THE reduction of the limit for sequestration proceedings at the end of this week could spark a flurry of smaller businesses in Scotland being made bankrupt, according to legal firm Gilson Gray.
On September 30, the limit for pursuing sequestration will be lowered from £10,000 to £5,000. It was originally increased from £3,000 to £10,000 at the start of the Covid-19 pandemic to provide support for smaller businesses and sole traders, in particular.
Unlike under English law, in Scotland a creditor cannot force an individual to sell their property to repay a debt. Instead, they have to pursue sequestration – also known as bankruptcy – to recover the money they are due.
Any creditor owed debts of between £5,000 and £10,000 will, from the beginning of October, be able to pursue legal action by beginning the proceedings for bankruptcy against anyone who has so far refused to repay.
As at March 2021, businesses with no employees – sole proprietors and partnerships comprising only the owner-managers, or companies with only the employee director – accounted for 68.6% (236,220 businesses) of all private sector businesses in Scotland.
The bankruptcy of the principal individual in these businesses could impact their own business, and also its customers and suppliers. The raising of the limit is expected to particularly affect supply chain industries such as construction, which has the most self-employed workers in the UK.

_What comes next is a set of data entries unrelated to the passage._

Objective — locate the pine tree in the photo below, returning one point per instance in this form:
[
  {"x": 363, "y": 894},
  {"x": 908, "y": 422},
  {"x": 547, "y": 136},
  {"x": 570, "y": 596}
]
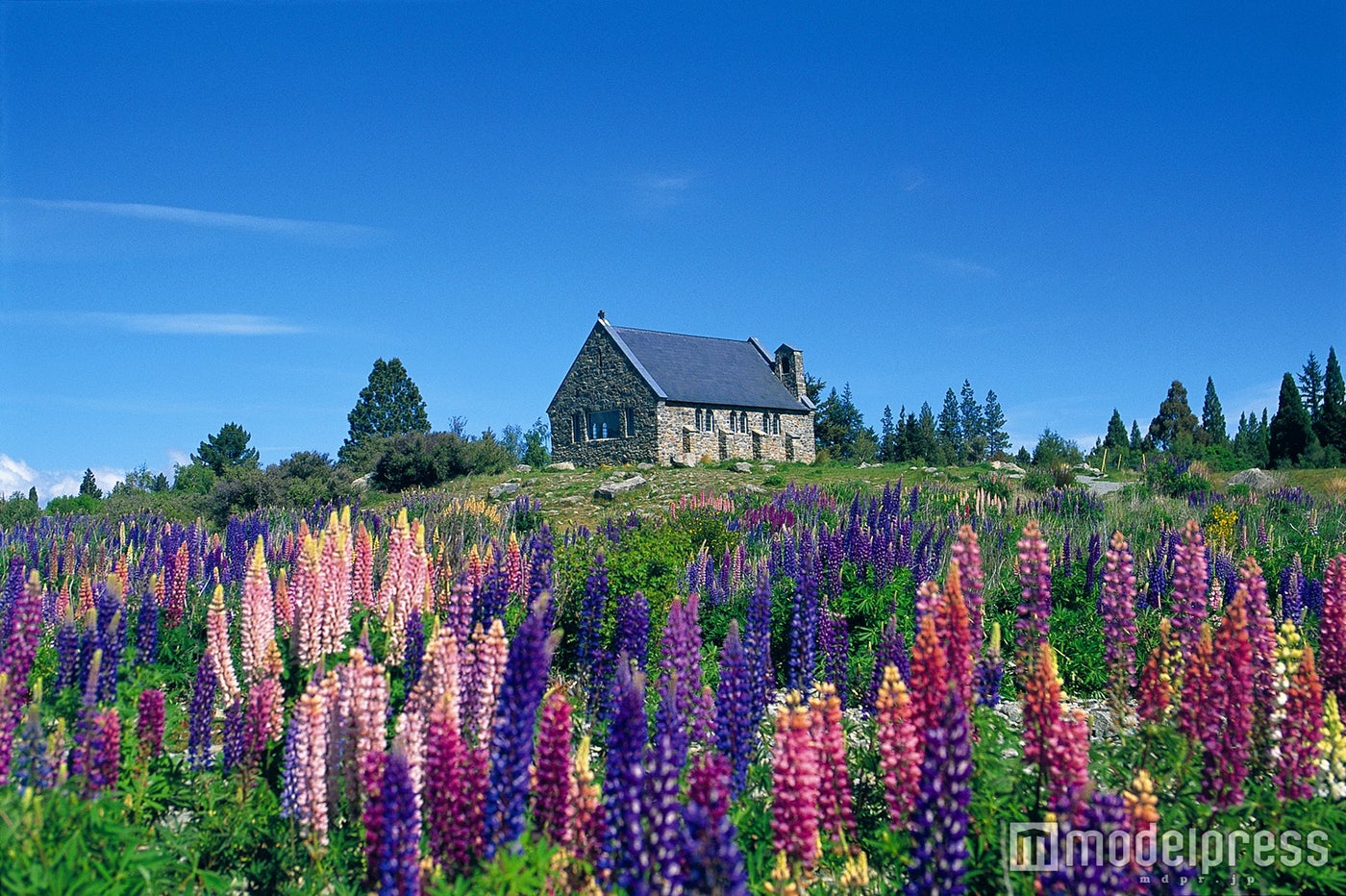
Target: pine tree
[
  {"x": 389, "y": 405},
  {"x": 1291, "y": 432},
  {"x": 1116, "y": 437},
  {"x": 89, "y": 485},
  {"x": 972, "y": 437},
  {"x": 949, "y": 430},
  {"x": 1174, "y": 424},
  {"x": 993, "y": 425},
  {"x": 1311, "y": 387},
  {"x": 1213, "y": 416},
  {"x": 887, "y": 437},
  {"x": 928, "y": 438},
  {"x": 1332, "y": 421},
  {"x": 226, "y": 451}
]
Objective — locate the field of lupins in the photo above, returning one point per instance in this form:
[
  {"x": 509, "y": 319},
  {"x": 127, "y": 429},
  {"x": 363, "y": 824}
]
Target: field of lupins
[{"x": 790, "y": 693}]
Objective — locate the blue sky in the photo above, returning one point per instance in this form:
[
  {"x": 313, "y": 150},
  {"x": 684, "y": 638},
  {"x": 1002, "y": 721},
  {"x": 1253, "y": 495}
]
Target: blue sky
[{"x": 226, "y": 212}]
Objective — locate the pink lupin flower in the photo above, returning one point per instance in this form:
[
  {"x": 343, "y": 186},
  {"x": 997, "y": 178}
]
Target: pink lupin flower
[
  {"x": 365, "y": 705},
  {"x": 899, "y": 748},
  {"x": 305, "y": 795},
  {"x": 1332, "y": 634},
  {"x": 448, "y": 791},
  {"x": 513, "y": 566},
  {"x": 362, "y": 571},
  {"x": 794, "y": 784},
  {"x": 966, "y": 558},
  {"x": 306, "y": 595},
  {"x": 217, "y": 642},
  {"x": 835, "y": 799},
  {"x": 258, "y": 627},
  {"x": 554, "y": 797},
  {"x": 1302, "y": 732},
  {"x": 488, "y": 652}
]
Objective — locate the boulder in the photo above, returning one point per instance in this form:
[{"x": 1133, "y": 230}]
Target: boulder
[
  {"x": 1255, "y": 479},
  {"x": 611, "y": 488}
]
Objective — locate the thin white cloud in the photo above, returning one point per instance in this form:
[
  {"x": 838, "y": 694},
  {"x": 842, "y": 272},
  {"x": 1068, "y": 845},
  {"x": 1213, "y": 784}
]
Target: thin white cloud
[
  {"x": 325, "y": 232},
  {"x": 194, "y": 324},
  {"x": 19, "y": 477},
  {"x": 961, "y": 266}
]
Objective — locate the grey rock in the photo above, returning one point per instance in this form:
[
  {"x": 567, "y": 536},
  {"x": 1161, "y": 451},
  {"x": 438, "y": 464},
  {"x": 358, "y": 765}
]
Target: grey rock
[
  {"x": 1255, "y": 479},
  {"x": 610, "y": 488}
]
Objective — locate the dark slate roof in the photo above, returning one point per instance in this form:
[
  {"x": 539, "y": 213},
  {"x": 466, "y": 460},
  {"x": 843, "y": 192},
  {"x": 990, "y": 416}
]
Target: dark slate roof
[{"x": 704, "y": 370}]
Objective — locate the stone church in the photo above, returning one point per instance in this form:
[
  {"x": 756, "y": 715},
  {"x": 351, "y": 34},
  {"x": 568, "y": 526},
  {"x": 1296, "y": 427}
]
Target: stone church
[{"x": 661, "y": 397}]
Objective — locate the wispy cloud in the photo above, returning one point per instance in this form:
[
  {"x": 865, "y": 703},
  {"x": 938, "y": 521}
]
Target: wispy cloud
[
  {"x": 192, "y": 324},
  {"x": 19, "y": 477},
  {"x": 663, "y": 191},
  {"x": 960, "y": 266},
  {"x": 325, "y": 232}
]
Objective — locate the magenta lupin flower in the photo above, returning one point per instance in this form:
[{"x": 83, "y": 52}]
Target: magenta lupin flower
[
  {"x": 1229, "y": 717},
  {"x": 258, "y": 627},
  {"x": 554, "y": 801},
  {"x": 794, "y": 784},
  {"x": 448, "y": 792},
  {"x": 1117, "y": 607},
  {"x": 1034, "y": 612},
  {"x": 150, "y": 723},
  {"x": 1190, "y": 583}
]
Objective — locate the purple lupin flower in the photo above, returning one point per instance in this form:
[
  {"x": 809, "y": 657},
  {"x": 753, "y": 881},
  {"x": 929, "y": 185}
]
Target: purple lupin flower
[
  {"x": 1119, "y": 623},
  {"x": 150, "y": 723},
  {"x": 736, "y": 717},
  {"x": 592, "y": 609},
  {"x": 713, "y": 859},
  {"x": 1190, "y": 582},
  {"x": 414, "y": 649},
  {"x": 633, "y": 629},
  {"x": 623, "y": 785},
  {"x": 147, "y": 629},
  {"x": 939, "y": 819},
  {"x": 804, "y": 630},
  {"x": 757, "y": 646},
  {"x": 1034, "y": 611},
  {"x": 662, "y": 814},
  {"x": 515, "y": 717},
  {"x": 201, "y": 711},
  {"x": 394, "y": 815},
  {"x": 232, "y": 736},
  {"x": 891, "y": 650}
]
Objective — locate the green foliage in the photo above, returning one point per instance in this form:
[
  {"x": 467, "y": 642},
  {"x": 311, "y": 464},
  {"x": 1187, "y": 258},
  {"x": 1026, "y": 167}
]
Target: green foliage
[
  {"x": 389, "y": 405},
  {"x": 1174, "y": 424},
  {"x": 1291, "y": 432},
  {"x": 89, "y": 485},
  {"x": 226, "y": 451}
]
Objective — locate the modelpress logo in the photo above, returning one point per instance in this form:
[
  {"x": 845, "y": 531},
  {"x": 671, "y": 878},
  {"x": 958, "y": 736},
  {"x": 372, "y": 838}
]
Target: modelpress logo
[{"x": 1042, "y": 846}]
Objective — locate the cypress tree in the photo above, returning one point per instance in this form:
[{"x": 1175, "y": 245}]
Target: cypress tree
[
  {"x": 1291, "y": 432},
  {"x": 1116, "y": 437},
  {"x": 993, "y": 425},
  {"x": 1213, "y": 416},
  {"x": 1332, "y": 421},
  {"x": 1311, "y": 387}
]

David Alexander, head of debt recovery at Gilson Gray, explained, “The increasing of the sequestration limit to £10,000 was designed to give financial breathing space to small businesses and sole traders during the worst of the pandemic. However, there are many debts that have never been repaid and the reduction of the limit to £5,000 is likely to see more companies try to recover money they are rightfully due and may well need to protect their own interests – especially with the economy expected to take a turn for the worse.

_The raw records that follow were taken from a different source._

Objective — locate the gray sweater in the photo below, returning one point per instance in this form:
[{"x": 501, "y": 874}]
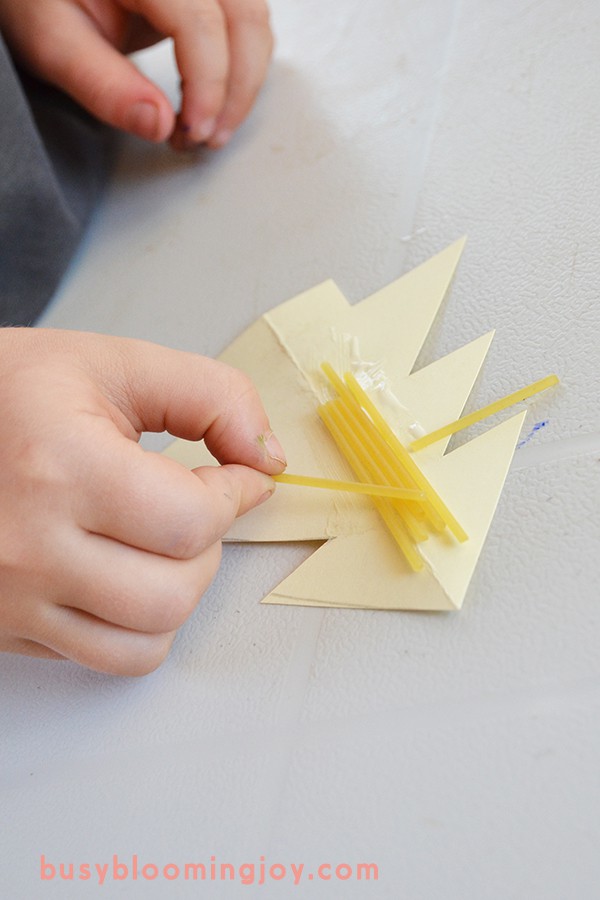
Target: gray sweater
[{"x": 54, "y": 158}]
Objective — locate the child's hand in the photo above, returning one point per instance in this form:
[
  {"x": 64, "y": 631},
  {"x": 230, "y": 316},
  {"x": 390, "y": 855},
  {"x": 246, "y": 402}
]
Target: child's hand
[
  {"x": 222, "y": 49},
  {"x": 105, "y": 548}
]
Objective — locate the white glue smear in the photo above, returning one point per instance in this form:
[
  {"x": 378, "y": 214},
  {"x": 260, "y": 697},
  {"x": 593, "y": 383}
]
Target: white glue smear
[{"x": 372, "y": 378}]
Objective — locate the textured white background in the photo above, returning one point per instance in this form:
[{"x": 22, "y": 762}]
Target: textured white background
[{"x": 460, "y": 752}]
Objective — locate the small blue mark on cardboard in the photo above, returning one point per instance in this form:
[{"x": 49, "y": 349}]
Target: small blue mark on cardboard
[{"x": 537, "y": 427}]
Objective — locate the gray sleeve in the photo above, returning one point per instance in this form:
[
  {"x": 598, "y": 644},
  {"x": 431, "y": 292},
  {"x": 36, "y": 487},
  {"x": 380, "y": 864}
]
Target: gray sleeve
[{"x": 54, "y": 158}]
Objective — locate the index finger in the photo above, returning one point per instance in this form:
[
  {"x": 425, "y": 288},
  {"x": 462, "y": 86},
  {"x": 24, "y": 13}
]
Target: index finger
[{"x": 199, "y": 32}]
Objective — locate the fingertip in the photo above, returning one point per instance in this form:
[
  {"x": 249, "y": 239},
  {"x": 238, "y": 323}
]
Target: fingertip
[
  {"x": 149, "y": 120},
  {"x": 273, "y": 454}
]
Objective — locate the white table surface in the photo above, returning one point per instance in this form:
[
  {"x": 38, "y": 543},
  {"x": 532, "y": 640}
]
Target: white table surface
[{"x": 460, "y": 753}]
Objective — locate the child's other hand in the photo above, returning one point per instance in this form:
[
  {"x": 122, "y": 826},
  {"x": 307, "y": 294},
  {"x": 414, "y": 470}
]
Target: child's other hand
[
  {"x": 105, "y": 548},
  {"x": 222, "y": 49}
]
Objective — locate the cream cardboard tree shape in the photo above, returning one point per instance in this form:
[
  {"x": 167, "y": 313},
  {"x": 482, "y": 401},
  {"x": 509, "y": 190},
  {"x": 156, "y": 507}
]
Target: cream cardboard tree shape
[{"x": 359, "y": 566}]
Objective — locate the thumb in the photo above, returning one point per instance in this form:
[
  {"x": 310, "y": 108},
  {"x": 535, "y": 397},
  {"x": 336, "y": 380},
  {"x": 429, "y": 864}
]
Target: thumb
[{"x": 80, "y": 61}]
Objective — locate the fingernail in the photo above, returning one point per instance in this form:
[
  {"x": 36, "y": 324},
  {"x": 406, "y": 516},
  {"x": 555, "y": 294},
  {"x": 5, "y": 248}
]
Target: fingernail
[
  {"x": 274, "y": 449},
  {"x": 143, "y": 120},
  {"x": 221, "y": 138}
]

“It is important to take action now, rather than waiting for the deadline to pass, even if you already have a decree or judgment allowing you to recover the debt. These processes take time and there will almost inevitably be a backlog of cases.”

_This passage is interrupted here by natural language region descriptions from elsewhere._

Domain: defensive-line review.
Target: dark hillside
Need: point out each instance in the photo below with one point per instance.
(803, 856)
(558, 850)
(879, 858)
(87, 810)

Steven Jansch, head of insolvency at Gilson Gray, added, “Even if businesses are not directly affected by the sequestration limit change, they will want to carefully consider if it affects their supply chain – this is particularly true in sectors like construction, where subcontractors and tradespeople are often sole traders or self-employed. If one project is unfortunate enough to have multiple suppliers affected, then steps can be taken now to sanitise debtor books, mitigate potential disruption, and to seek out potential alternatives to preserve a project’s completion date.
“It is also worth considering whether action is worth pursuing. Any individual creditor may be one in a long line, so if the debtor is made bankrupt they may receive little of their debt back and they may not recover the cost of the court process, which they have had to pay for to get to that stage.
“There are options for a business on the wrong side of the change which are hit with a creditor bankruptcy petition. ‘Recall of the sequestration’ may be an option, but if the petition proceeds on the back of a court decree, it is usually already too late. Any business or person faced with mounting debts, in particular those facing creditors threatening bankruptcy proceedings, must seek professional advice before they end up in court.”